Reportedly, the number of people, who prefer playing these “lottery experience” type games in retail bookmakers’ shops and online, has been on the rise over the last few years. This has been the reason why some Oireachtas Justice Committee TDs, where the new gambling legislation has been for debate, are lobbying for a ban to be imposed on the lottery.
One of the advocates for the change, Sinn Féin TD Donnchdh Ó Laoghaire, presented the required that a chance is brought to the new Gaming and Lotteries Bill. He claimed that an amount of approximately €110 million on an annual basis is lost to good causes because of people who do not play the National Lottery and prefer lottery type experience games.
He further explained that betting on such games is illegal in most European countries. At the time when he tabled the discussion, he shared his hope that the issue would move on and eventually come to some kind of consensus.
About €400 Million Are Currently Spent on Lottery-Type Experience Games
For the time being, the National Lottery has estimated that €400 million are being spent on so-called “lottery experience” games outside of the official lottery games available. If the amount was spent on the National Lottery standard offering, €110 million would go to good causes in different areas of local community development, such as heritage and culture, recreation and sport, the natural environment, welfare and amenities, etc.
As reported by RTE, a submission from the National Lottery shows that for every euro which players spend on its services, 57 cents is paid out in prizes, 28 cents is contributed to good causes, 9 cents is paid out for administration and taxes, and 6 cents is received by retailers. Currently, Good Causes receive 28% of spending on the National Lottery games.
As the TD who tabled the proposal to the Committee explained, the largest beneficiaries of the National Lottery are communities, voluntary and charity organisations, as well as ordinary sporting clubs.
Irish Bookmakers’ Association Say Their Services are Different from the Ones of the National Lottery
Lottery-type betting is estimated to be currently accounting for 10% of the turnover of Irish betting shops and 5% of betting turnover generated online in Ireland. The betting industry, on its turn, opposes the moves of Irish TDs aimed at banning lottery type experience games.
The head of the Irish Bookmakers’ Association, Sharon Byrne, said in a statement to RTE that the amendment would only serve as an extension to the monopoly imposed via misplaced legislation.
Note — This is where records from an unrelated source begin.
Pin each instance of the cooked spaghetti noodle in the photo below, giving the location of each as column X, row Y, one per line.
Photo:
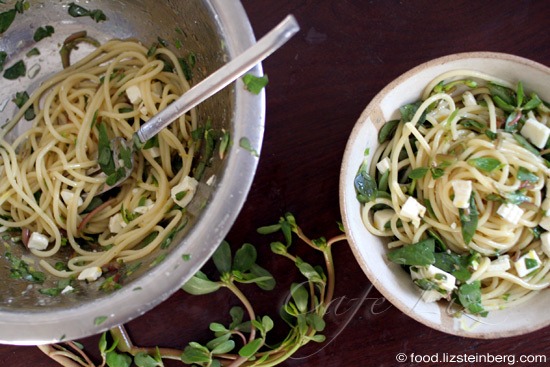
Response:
column 466, row 168
column 49, row 174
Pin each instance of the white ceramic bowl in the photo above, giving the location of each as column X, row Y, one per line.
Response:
column 370, row 251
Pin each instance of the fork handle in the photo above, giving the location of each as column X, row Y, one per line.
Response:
column 228, row 73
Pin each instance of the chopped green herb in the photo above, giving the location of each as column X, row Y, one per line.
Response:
column 79, row 11
column 245, row 144
column 469, row 295
column 3, row 57
column 254, row 84
column 417, row 254
column 6, row 19
column 33, row 52
column 418, row 173
column 486, row 164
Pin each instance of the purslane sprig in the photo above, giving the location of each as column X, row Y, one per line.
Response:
column 243, row 342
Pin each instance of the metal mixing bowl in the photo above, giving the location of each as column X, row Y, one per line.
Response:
column 215, row 31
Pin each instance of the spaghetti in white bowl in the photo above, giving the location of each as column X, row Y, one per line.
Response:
column 443, row 194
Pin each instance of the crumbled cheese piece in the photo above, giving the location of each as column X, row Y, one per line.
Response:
column 413, row 210
column 134, row 94
column 545, row 222
column 67, row 289
column 68, row 196
column 211, row 180
column 142, row 108
column 156, row 89
column 445, row 282
column 38, row 241
column 90, row 274
column 384, row 165
column 545, row 243
column 381, row 217
column 510, row 212
column 142, row 209
column 117, row 223
column 527, row 263
column 535, row 132
column 183, row 192
column 154, row 151
column 462, row 190
column 501, row 263
column 468, row 99
column 545, row 206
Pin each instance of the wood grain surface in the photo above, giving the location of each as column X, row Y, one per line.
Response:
column 345, row 53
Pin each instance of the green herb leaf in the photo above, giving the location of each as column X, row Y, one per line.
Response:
column 418, row 173
column 3, row 57
column 248, row 350
column 469, row 295
column 418, row 254
column 454, row 264
column 486, row 164
column 6, row 19
column 525, row 175
column 196, row 353
column 254, row 84
column 245, row 144
column 79, row 11
column 114, row 359
column 525, row 144
column 222, row 258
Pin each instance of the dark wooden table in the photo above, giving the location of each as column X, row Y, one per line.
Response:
column 320, row 82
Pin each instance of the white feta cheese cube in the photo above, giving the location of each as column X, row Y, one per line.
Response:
column 468, row 99
column 183, row 192
column 134, row 94
column 155, row 152
column 68, row 196
column 527, row 263
column 90, row 274
column 116, row 223
column 384, row 165
column 381, row 217
column 545, row 243
column 535, row 132
column 501, row 263
column 510, row 212
column 142, row 209
column 67, row 289
column 545, row 206
column 545, row 223
column 38, row 241
column 444, row 281
column 462, row 190
column 413, row 210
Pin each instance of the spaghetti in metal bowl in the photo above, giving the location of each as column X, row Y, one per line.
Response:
column 459, row 183
column 51, row 197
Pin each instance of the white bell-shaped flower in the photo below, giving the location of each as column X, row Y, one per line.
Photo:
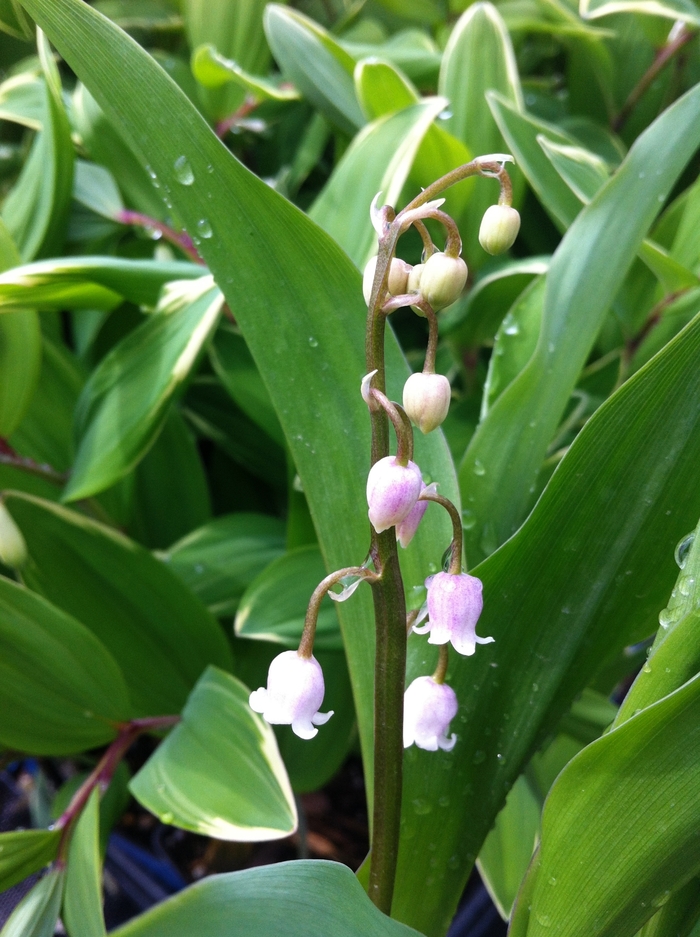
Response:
column 428, row 709
column 293, row 695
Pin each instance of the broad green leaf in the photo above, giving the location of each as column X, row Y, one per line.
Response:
column 37, row 912
column 219, row 772
column 478, row 58
column 474, row 319
column 61, row 689
column 382, row 89
column 95, row 188
column 586, row 271
column 151, row 623
column 319, row 67
column 125, row 403
column 315, row 293
column 507, row 850
column 274, row 604
column 521, row 132
column 379, row 159
column 236, row 29
column 583, row 578
column 684, row 10
column 220, row 560
column 20, row 351
column 82, row 897
column 25, row 852
column 89, row 282
column 235, row 368
column 295, row 898
column 618, row 828
column 36, row 209
column 14, row 21
column 23, row 100
column 171, row 495
column 213, row 70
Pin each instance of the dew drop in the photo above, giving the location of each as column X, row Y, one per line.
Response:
column 683, row 549
column 183, row 171
column 204, row 228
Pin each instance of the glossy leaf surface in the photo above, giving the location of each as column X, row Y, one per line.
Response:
column 151, row 623
column 219, row 772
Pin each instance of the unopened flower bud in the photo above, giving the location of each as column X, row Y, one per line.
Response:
column 293, row 695
column 426, row 399
column 499, row 228
column 392, row 491
column 428, row 709
column 13, row 549
column 454, row 606
column 399, row 272
column 442, row 280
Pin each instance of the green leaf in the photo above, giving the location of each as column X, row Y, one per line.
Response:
column 315, row 293
column 151, row 623
column 124, row 405
column 274, row 604
column 586, row 271
column 220, row 560
column 82, row 898
column 89, row 282
column 219, row 772
column 213, row 70
column 684, row 10
column 236, row 29
column 20, row 352
column 507, row 850
column 37, row 912
column 295, row 898
column 478, row 58
column 619, row 825
column 25, row 852
column 36, row 209
column 379, row 159
column 61, row 689
column 583, row 578
column 312, row 60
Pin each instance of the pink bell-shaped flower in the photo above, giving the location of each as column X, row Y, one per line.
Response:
column 428, row 709
column 392, row 491
column 454, row 606
column 293, row 695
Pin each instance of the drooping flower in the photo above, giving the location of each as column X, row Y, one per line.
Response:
column 293, row 695
column 454, row 606
column 428, row 709
column 392, row 491
column 405, row 529
column 426, row 399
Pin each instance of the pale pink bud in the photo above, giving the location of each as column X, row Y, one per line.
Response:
column 398, row 277
column 406, row 529
column 426, row 399
column 428, row 709
column 454, row 606
column 392, row 491
column 442, row 280
column 499, row 228
column 293, row 695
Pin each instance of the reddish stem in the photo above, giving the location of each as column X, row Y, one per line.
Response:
column 180, row 239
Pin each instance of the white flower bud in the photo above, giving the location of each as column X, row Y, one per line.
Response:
column 13, row 549
column 293, row 695
column 399, row 272
column 499, row 228
column 426, row 399
column 442, row 280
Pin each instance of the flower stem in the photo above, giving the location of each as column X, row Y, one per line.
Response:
column 306, row 645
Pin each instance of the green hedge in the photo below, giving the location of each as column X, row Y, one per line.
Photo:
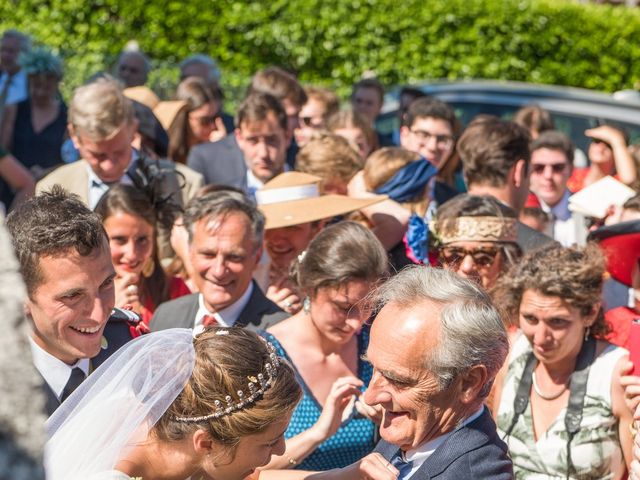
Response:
column 333, row 42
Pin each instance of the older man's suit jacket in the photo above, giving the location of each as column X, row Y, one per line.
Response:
column 472, row 452
column 220, row 163
column 259, row 313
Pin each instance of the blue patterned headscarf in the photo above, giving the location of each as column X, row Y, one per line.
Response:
column 409, row 181
column 406, row 185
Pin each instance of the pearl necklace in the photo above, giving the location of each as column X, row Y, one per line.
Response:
column 542, row 395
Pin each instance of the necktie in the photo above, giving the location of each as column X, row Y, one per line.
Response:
column 403, row 466
column 210, row 321
column 75, row 379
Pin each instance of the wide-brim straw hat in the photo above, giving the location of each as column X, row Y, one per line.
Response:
column 143, row 95
column 167, row 112
column 621, row 245
column 293, row 198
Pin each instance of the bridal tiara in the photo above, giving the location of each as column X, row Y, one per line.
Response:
column 257, row 386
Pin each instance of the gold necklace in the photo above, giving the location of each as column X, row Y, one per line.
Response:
column 542, row 395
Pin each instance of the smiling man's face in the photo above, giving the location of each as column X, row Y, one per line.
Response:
column 416, row 410
column 70, row 306
column 224, row 255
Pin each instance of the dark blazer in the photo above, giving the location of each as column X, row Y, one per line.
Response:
column 259, row 314
column 472, row 452
column 220, row 163
column 116, row 334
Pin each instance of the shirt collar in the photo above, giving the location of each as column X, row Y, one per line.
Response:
column 561, row 209
column 54, row 371
column 97, row 187
column 228, row 316
column 420, row 454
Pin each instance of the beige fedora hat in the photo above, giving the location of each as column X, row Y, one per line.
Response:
column 293, row 198
column 166, row 112
column 143, row 95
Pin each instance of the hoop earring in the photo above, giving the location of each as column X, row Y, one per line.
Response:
column 148, row 267
column 306, row 305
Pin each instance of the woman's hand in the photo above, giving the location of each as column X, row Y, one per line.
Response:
column 342, row 391
column 127, row 291
column 631, row 384
column 372, row 412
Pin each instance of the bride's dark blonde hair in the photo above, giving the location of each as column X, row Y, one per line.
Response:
column 226, row 361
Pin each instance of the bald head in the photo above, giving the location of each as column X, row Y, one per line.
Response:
column 133, row 69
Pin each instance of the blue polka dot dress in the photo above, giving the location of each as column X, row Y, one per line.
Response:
column 353, row 440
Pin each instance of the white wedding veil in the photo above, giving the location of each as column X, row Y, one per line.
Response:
column 118, row 404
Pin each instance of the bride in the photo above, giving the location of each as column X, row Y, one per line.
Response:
column 169, row 406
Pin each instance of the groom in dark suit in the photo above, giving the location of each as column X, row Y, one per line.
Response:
column 225, row 244
column 65, row 262
column 436, row 346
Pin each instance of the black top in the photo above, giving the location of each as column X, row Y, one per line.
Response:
column 43, row 148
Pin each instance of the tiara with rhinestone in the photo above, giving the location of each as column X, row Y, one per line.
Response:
column 257, row 386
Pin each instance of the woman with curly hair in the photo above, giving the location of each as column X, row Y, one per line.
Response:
column 560, row 406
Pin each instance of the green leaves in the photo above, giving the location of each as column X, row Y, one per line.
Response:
column 333, row 43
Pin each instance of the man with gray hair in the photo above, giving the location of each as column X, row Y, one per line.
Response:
column 13, row 81
column 225, row 244
column 436, row 346
column 102, row 125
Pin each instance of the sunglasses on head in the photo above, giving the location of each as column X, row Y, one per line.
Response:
column 454, row 256
column 555, row 167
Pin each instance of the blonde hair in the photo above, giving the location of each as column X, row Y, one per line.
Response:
column 352, row 119
column 99, row 109
column 383, row 164
column 225, row 363
column 330, row 157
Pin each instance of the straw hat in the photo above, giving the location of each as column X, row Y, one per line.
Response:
column 167, row 112
column 293, row 198
column 143, row 95
column 621, row 245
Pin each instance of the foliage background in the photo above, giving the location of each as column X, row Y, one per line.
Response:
column 335, row 42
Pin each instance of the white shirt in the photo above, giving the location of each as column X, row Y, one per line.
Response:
column 254, row 183
column 18, row 88
column 54, row 371
column 419, row 455
column 567, row 228
column 97, row 188
column 228, row 316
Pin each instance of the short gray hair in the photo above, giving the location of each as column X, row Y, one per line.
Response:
column 214, row 70
column 473, row 332
column 221, row 203
column 99, row 109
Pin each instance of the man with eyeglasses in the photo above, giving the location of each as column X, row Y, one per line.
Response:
column 551, row 167
column 429, row 127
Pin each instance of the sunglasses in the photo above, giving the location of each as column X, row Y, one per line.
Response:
column 555, row 167
column 454, row 256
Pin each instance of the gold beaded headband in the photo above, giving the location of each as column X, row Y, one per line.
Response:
column 477, row 229
column 257, row 386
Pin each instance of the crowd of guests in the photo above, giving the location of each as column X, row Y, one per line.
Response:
column 291, row 294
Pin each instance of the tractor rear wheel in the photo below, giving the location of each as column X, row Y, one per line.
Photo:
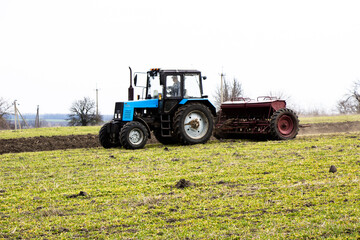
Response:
column 284, row 124
column 193, row 123
column 108, row 140
column 133, row 135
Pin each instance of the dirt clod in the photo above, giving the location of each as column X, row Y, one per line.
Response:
column 332, row 169
column 183, row 184
column 80, row 194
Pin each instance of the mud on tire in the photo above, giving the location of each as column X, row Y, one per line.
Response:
column 193, row 123
column 284, row 124
column 133, row 135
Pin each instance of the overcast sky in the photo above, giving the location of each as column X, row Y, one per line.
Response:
column 55, row 52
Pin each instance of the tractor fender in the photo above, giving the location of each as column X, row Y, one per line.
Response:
column 145, row 124
column 206, row 102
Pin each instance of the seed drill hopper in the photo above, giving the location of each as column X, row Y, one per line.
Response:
column 266, row 117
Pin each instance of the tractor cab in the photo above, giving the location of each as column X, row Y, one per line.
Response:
column 173, row 84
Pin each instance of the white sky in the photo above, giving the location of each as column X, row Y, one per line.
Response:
column 55, row 52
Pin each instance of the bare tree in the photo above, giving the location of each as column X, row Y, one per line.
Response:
column 4, row 110
column 83, row 113
column 230, row 91
column 351, row 101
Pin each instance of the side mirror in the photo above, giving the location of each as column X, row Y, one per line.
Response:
column 135, row 79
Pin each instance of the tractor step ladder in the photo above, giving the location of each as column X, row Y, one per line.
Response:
column 165, row 125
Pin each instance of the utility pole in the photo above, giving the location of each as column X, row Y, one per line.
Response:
column 222, row 88
column 37, row 119
column 97, row 102
column 15, row 114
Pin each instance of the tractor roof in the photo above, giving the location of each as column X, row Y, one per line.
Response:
column 174, row 70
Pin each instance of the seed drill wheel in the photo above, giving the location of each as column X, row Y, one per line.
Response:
column 133, row 135
column 193, row 123
column 284, row 124
column 108, row 140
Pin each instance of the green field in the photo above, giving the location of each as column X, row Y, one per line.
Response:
column 239, row 190
column 51, row 131
column 329, row 119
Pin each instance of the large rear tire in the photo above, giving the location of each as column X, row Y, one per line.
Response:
column 134, row 135
column 108, row 140
column 284, row 124
column 193, row 124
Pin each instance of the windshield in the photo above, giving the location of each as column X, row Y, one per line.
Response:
column 192, row 88
column 154, row 87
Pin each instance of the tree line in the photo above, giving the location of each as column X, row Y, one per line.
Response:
column 83, row 112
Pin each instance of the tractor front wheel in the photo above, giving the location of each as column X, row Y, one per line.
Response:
column 133, row 135
column 108, row 139
column 193, row 123
column 284, row 124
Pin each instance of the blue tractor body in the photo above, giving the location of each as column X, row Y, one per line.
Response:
column 173, row 108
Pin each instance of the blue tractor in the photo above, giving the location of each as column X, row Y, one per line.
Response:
column 173, row 107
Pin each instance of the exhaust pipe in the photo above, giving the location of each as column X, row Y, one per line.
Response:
column 130, row 89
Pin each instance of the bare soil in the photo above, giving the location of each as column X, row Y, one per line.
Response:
column 35, row 144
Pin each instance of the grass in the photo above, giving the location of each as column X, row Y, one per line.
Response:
column 51, row 131
column 240, row 189
column 63, row 131
column 329, row 119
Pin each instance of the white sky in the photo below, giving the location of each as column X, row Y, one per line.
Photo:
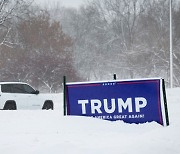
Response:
column 66, row 3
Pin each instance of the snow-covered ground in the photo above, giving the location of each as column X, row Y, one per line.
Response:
column 49, row 132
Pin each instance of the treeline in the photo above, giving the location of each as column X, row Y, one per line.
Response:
column 103, row 37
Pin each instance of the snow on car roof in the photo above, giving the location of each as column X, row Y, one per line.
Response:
column 9, row 82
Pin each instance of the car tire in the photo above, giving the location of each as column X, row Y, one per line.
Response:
column 48, row 105
column 10, row 105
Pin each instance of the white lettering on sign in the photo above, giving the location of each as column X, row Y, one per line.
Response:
column 140, row 105
column 125, row 105
column 96, row 105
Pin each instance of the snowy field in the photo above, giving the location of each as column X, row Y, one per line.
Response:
column 48, row 132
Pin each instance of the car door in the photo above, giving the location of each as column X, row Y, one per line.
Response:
column 6, row 94
column 34, row 102
column 20, row 96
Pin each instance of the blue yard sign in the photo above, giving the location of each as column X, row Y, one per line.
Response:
column 133, row 101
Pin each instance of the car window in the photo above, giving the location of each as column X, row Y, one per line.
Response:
column 6, row 88
column 18, row 88
column 28, row 89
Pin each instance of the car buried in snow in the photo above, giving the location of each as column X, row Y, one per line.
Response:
column 20, row 95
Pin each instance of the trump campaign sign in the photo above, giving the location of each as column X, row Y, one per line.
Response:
column 133, row 101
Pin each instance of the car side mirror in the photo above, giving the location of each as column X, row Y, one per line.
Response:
column 36, row 92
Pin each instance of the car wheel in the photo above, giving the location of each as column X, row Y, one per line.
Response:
column 10, row 105
column 48, row 105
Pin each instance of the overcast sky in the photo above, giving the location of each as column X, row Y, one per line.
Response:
column 66, row 3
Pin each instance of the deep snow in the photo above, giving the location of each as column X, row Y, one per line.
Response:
column 49, row 132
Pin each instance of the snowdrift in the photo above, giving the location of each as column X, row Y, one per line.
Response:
column 49, row 132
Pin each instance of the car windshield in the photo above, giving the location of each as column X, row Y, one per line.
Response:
column 17, row 88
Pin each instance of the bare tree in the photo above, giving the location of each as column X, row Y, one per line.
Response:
column 10, row 11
Ms Byrne further noted that their product is quite different from the one provided by the National Lottery and has been offered for two decades and a half.
She further explained that the Gambling Awareness Trust and the Dunlewey Centre are being funded by members of the Bookmakers’ Association in addition to the amount of almost €100 million which is paid as betting duty every year and is used by the Irish Government to fund various things, including the country’s horse and greyhound industries.